Di Meo’s journey in wine began as a youth in Avellino: “From when I was little, I had a passion for wine,” he says.
While still a teenager, he began planting and replanting family vineyards in Salza Irpina. In the early 1980s, he and his siblings—brother Generoso, a doctor, and sister Erminia (who died in 2012)—decided to launch their own wine company.
Di Meo studied enology and, at 20, led his first small commercial harvest of Fiano. “When we started, there were five producers in Irpinia,” he says. “Now there are more than 300.”
Once dominated by the historic Mastroberardino winery, Irpinia has indeed become a hotbed of small and medium quality-wine producers. The area offers a wide range of soils and grape varieties and a relatively cool growing season that seldom lacks water.
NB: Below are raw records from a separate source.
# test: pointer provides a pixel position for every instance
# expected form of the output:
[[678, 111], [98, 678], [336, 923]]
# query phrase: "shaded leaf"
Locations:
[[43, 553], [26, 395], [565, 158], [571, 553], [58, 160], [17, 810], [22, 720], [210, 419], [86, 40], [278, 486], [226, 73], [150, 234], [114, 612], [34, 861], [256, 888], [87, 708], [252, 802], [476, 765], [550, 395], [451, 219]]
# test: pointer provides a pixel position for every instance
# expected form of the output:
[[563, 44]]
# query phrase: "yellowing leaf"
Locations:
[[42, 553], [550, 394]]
On my recent tour of the area, I also visited producers who have arisen in recent decades, such as the Basso olive oil family’s Villa Raiano, which produces three single-vineyard Fianos, and Donnachiara, run by the charismatic Ilaria Petitto with enologist Riccardo Cotarella, which made Wine Spectator’s Top 100 of 2017 for its 2015 Aglianico Irpinia (90, $18).
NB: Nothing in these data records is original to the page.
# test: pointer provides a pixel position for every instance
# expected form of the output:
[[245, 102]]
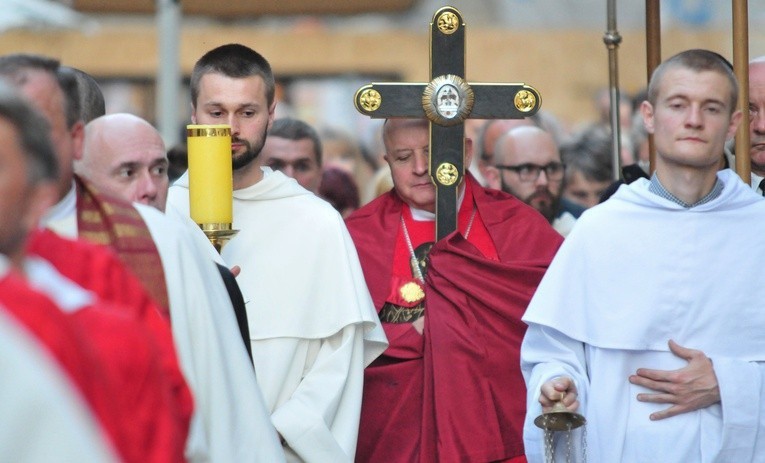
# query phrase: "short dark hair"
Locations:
[[33, 131], [15, 67], [590, 153], [295, 129], [236, 61], [92, 103], [698, 60]]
Yet from the start, Di Meo has stood out from his peers with his own bold and distinctive methods. For all his Fianos, he has used some degree of maceration on the grape’s thick skins and has fermented in small batches, both with indigenous and selected yeasts. His calling card has been aging on lees for longer and longer stretches.
And he hasn’t stopped at wine. In addition to working with a Northern Italian distillery to make a line of grappas and brandies, in the 1990s, Di Meo began producing a pair of liqueurs from his grandmothers’ familial recipes. In 2021, after selecting flowers, herbs and roots from Irpinia and lemons from the Amalfi Coast, he produced his own version of London Dry Gin.
“I like to always experiment,” he says. “It’s a beautiful thing. You are never in monotony.”
Thanks to winemakers like Di Meo, neither are we.